マフラーの少女──ふうかがプレイするホラーゲーム『浮遊』のメインキャラクター。
黒田──同じくホラーゲーム『浮遊』の登場人物。中年男性。ゲーム進行のヒントとなる、サブキャラクター。
それ以外に、すぐにわかることは、『浮遊』には目次やサブタイトルがないが、1から7までのナンバリングがされており、これを章と呼ぶことにする。
全部で7章から構成される中編小説だ。
今回は、ここから別の方向に進むと「読むためのトゥルーイズム」には書いてある。
書店に並ぶ書籍なら、不特定多数の読者を想定し、未知のものを提供しつつ、読めるものを書かなければならない。うわあ、難しいわ。そう考えてしまうと、私なんかは、何を書いていいのか迷ってしまう。

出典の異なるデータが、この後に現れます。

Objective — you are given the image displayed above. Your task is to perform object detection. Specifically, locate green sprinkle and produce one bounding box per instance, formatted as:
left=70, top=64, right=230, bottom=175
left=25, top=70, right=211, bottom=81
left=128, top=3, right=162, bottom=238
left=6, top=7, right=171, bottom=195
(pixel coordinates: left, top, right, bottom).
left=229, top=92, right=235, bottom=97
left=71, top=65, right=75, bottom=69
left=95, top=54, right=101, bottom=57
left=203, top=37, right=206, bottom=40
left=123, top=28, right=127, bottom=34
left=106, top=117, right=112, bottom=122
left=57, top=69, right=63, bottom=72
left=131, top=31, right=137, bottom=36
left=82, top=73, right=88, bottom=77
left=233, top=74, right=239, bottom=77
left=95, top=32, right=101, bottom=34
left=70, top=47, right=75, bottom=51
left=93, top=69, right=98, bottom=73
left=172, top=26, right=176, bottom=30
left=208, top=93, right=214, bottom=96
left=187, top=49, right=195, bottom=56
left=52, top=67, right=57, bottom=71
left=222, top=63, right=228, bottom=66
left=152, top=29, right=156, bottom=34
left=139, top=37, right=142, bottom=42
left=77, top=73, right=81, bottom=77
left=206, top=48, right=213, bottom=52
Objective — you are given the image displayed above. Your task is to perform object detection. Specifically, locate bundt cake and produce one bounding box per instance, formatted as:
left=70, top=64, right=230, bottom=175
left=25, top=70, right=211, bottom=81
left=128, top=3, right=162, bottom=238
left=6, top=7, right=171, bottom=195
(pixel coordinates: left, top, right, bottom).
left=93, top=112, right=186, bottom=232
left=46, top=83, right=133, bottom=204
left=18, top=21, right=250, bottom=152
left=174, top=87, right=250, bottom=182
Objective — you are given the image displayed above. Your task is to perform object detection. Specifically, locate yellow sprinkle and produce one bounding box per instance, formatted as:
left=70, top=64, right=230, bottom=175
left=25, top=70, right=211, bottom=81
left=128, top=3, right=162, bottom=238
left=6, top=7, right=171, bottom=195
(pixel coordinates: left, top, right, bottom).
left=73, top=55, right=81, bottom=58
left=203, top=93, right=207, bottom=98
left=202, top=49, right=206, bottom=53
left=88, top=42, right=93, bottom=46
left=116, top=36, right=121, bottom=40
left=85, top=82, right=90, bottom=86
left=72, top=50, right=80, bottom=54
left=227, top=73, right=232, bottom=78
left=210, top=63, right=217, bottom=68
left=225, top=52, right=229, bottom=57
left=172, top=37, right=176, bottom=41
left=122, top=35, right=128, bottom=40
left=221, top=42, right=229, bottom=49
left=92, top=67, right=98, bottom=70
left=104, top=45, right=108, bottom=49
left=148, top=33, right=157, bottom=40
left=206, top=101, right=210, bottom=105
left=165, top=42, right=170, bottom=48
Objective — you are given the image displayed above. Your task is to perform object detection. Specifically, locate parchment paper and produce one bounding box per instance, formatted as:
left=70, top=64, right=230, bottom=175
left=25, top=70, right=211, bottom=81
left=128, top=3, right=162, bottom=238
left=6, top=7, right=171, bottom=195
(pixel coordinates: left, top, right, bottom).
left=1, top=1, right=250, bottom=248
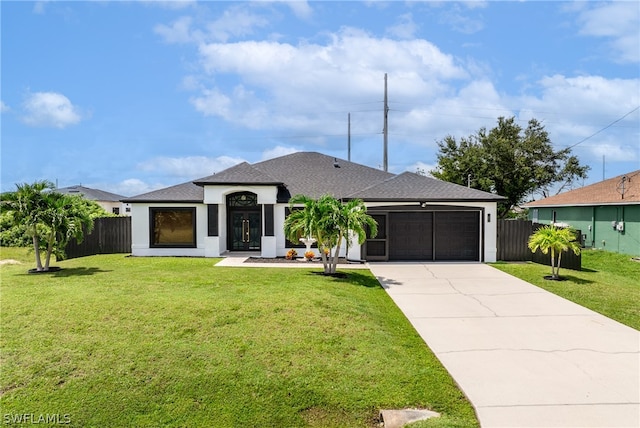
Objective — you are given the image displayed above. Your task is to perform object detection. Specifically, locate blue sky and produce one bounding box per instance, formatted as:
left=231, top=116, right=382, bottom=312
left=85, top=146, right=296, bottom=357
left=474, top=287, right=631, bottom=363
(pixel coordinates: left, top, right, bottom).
left=2, top=1, right=639, bottom=197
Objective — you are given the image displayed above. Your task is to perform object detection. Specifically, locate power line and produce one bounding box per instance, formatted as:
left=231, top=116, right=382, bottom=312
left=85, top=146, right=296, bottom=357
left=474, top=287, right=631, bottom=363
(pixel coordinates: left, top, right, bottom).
left=567, top=106, right=640, bottom=149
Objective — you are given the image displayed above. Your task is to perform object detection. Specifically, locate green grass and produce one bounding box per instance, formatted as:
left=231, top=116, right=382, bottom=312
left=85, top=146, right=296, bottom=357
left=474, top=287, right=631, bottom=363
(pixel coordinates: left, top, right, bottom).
left=1, top=249, right=478, bottom=427
left=491, top=249, right=640, bottom=330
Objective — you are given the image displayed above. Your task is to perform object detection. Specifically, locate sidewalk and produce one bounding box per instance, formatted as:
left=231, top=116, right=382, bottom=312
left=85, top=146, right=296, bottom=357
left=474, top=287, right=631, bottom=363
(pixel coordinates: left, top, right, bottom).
left=368, top=262, right=640, bottom=428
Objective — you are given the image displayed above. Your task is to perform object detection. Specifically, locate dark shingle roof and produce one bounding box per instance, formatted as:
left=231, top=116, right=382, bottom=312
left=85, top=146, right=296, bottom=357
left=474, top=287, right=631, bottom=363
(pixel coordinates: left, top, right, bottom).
left=124, top=151, right=505, bottom=203
left=121, top=180, right=203, bottom=203
left=348, top=172, right=505, bottom=201
left=194, top=162, right=282, bottom=186
left=525, top=170, right=640, bottom=207
left=250, top=152, right=395, bottom=199
left=57, top=185, right=125, bottom=202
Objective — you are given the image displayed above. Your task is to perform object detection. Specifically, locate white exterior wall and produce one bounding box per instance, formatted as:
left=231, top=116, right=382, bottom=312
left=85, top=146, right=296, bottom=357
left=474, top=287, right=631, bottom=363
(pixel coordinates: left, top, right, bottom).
left=130, top=196, right=498, bottom=262
left=130, top=203, right=207, bottom=257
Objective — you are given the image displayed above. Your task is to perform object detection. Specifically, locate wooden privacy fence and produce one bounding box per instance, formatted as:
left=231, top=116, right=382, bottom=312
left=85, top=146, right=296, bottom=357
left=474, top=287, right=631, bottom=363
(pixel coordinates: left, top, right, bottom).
left=64, top=216, right=131, bottom=260
left=497, top=219, right=582, bottom=271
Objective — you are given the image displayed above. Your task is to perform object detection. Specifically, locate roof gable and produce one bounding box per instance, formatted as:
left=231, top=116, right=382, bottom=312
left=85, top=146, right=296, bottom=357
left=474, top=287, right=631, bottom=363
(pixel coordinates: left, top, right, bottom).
left=194, top=162, right=282, bottom=186
left=250, top=152, right=394, bottom=199
left=525, top=170, right=640, bottom=207
left=348, top=171, right=505, bottom=201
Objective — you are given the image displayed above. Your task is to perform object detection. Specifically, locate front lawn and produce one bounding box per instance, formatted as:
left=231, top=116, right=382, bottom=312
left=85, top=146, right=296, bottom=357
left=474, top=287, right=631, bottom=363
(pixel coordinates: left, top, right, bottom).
left=1, top=251, right=478, bottom=427
left=491, top=249, right=640, bottom=330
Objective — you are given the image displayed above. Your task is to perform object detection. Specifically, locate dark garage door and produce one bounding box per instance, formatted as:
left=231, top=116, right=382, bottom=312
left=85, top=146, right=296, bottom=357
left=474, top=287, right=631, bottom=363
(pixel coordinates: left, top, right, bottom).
left=434, top=211, right=479, bottom=261
left=389, top=212, right=433, bottom=260
left=388, top=211, right=479, bottom=261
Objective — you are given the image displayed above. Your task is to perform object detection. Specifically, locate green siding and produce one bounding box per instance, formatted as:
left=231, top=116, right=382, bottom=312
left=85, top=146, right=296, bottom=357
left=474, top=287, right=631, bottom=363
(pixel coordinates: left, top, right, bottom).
left=529, top=205, right=640, bottom=257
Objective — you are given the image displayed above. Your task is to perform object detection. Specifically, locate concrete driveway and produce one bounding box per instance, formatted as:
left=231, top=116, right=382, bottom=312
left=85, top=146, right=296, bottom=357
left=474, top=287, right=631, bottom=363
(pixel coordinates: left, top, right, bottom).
left=368, top=262, right=640, bottom=428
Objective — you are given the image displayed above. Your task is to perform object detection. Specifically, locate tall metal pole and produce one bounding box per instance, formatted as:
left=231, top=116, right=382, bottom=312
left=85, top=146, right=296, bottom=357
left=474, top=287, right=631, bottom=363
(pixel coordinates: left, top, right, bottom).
left=348, top=112, right=351, bottom=162
left=383, top=73, right=388, bottom=172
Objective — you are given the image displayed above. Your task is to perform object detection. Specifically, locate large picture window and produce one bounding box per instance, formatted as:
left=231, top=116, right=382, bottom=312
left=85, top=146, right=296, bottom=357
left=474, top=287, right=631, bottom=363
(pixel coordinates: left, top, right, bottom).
left=150, top=207, right=196, bottom=248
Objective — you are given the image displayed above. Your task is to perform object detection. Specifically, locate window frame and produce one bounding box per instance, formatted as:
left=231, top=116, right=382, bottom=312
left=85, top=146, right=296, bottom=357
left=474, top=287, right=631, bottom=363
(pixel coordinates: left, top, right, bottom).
left=149, top=207, right=197, bottom=248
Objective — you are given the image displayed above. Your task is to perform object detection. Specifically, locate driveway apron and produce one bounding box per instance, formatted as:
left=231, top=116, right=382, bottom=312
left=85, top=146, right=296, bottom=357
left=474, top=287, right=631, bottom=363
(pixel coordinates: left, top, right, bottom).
left=368, top=262, right=640, bottom=428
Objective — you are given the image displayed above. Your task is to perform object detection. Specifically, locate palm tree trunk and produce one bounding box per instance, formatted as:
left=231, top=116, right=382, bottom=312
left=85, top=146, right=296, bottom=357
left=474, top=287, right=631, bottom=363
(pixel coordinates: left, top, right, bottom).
left=332, top=237, right=342, bottom=274
left=555, top=252, right=563, bottom=279
left=32, top=236, right=43, bottom=271
left=44, top=231, right=55, bottom=271
left=550, top=248, right=556, bottom=278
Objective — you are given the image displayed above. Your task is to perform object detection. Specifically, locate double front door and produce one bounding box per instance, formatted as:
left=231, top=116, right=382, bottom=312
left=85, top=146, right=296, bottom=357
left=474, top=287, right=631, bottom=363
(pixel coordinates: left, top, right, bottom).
left=230, top=210, right=261, bottom=251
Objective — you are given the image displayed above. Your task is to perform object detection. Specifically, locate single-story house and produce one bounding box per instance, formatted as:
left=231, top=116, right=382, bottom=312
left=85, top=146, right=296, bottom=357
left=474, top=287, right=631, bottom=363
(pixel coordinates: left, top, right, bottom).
left=122, top=152, right=505, bottom=262
left=524, top=170, right=640, bottom=257
left=57, top=185, right=131, bottom=216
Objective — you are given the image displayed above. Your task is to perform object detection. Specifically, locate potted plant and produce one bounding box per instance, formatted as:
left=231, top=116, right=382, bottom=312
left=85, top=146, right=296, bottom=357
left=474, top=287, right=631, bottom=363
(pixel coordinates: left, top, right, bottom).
left=528, top=225, right=581, bottom=280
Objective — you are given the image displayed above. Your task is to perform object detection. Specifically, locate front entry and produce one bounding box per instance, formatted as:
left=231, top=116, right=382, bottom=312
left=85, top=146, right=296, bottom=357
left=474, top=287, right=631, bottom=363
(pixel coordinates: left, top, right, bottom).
left=226, top=191, right=262, bottom=252
left=230, top=210, right=261, bottom=251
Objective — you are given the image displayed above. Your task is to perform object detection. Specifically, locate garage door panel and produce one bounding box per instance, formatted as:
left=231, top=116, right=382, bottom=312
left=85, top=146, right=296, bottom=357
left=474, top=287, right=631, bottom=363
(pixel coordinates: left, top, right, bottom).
left=434, top=211, right=479, bottom=261
left=389, top=212, right=433, bottom=260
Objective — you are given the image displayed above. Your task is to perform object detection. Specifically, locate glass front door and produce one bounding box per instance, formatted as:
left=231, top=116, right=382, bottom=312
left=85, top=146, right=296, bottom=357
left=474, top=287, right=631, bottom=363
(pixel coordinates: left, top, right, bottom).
left=230, top=210, right=261, bottom=251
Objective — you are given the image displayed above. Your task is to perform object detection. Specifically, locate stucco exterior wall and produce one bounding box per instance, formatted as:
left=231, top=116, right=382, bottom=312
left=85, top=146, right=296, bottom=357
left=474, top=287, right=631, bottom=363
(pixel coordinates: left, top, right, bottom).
left=130, top=203, right=208, bottom=257
left=529, top=205, right=640, bottom=257
left=130, top=198, right=499, bottom=262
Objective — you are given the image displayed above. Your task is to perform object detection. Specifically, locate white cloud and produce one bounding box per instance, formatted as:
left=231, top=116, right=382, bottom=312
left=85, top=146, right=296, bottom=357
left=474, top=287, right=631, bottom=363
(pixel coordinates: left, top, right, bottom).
left=576, top=2, right=640, bottom=63
left=438, top=4, right=485, bottom=34
left=22, top=91, right=82, bottom=129
left=408, top=161, right=437, bottom=176
left=1, top=101, right=9, bottom=113
left=154, top=16, right=201, bottom=44
left=283, top=0, right=313, bottom=20
left=206, top=5, right=270, bottom=42
left=109, top=179, right=159, bottom=197
left=139, top=0, right=196, bottom=10
left=261, top=145, right=299, bottom=160
left=386, top=13, right=418, bottom=39
left=137, top=155, right=246, bottom=178
left=193, top=28, right=468, bottom=134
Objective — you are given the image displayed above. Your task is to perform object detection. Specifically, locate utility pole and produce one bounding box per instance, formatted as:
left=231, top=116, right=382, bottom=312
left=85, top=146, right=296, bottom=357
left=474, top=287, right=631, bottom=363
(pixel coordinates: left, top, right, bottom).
left=383, top=73, right=388, bottom=172
left=348, top=112, right=351, bottom=162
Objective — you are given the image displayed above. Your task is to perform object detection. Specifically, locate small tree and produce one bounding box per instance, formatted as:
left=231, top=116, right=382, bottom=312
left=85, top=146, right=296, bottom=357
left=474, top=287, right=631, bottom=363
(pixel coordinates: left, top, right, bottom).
left=1, top=181, right=54, bottom=271
left=528, top=225, right=581, bottom=280
left=1, top=181, right=95, bottom=271
left=284, top=194, right=377, bottom=275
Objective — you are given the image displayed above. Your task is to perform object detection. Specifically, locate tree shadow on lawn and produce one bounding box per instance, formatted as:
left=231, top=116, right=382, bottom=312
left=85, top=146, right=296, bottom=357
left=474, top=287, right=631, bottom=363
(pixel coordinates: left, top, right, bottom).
left=308, top=270, right=381, bottom=288
left=556, top=274, right=594, bottom=285
left=22, top=267, right=112, bottom=277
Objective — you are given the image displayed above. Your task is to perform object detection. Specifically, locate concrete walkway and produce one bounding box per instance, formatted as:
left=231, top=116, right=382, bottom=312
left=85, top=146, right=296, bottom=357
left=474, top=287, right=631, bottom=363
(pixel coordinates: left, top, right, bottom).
left=368, top=262, right=640, bottom=428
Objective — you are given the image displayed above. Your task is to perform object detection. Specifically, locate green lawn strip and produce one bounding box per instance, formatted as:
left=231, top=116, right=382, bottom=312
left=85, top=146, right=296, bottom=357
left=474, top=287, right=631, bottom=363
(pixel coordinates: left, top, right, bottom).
left=491, top=250, right=640, bottom=330
left=1, top=252, right=478, bottom=427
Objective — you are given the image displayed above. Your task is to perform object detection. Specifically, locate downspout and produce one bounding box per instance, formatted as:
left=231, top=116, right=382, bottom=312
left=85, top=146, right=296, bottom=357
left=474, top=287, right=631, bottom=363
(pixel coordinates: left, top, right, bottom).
left=591, top=206, right=596, bottom=248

誰でも知っているような知識を並べられても読者は手にもとってくれないだろうし、全ての展開が冒頭ですぐにわかる小説を最後まで読みたいという気は起きない。
読者とは、未知のものを読みたいのだ。
ただし、未知でありながら、読者が読めるものでないと読み進めることを諦めてしまう。なので、作者はもちろんそこを考えて書いているはずだ。それを「読解方針として使える」、と「読むためのトゥルーイズム」には書いてある。
『浮遊』は小説なので、課題があるのかはわからない。では、どうすべきか。
つまりどういうことか。
私に知識があるないは関係なく、まずはその作品にある素材を使って、読者(私)が利用できるか、組み立てられるか、を制作者が示している部分から拾っていくべきなのだろう。もちろん、この拾える量は私の知識に依存することにはなるが、今はできるところまでやるだけなので、随分と気が楽だ。
さて、やるべきことはこれほどわかりやすく示してもらった。では、具体的に何からはじめるべきか。なんと、これも「読むためのトゥルーイズム」は示してくれている。こんな丁寧な読書術連載、他にないだろ。本を読む人だけでなく、何らかの文章(学校のテストや受験、会社の指示書など)を読む必要がある人は、必読、というか読んだ方が絶対自分のためになる。
残念ながら、『浮遊』には目次がない。だが、章はあるのるので、それらの量的構成はみることができる。「読むためのトゥルーイズム」にはわかりやすい棒グラフと円グラフが示されているので、そちらは『文學界2024・4』で確認していただくとして、私が読んでいる『浮遊』には目次がないので、「読むためのトゥルーイズム」とは違うグラフにした。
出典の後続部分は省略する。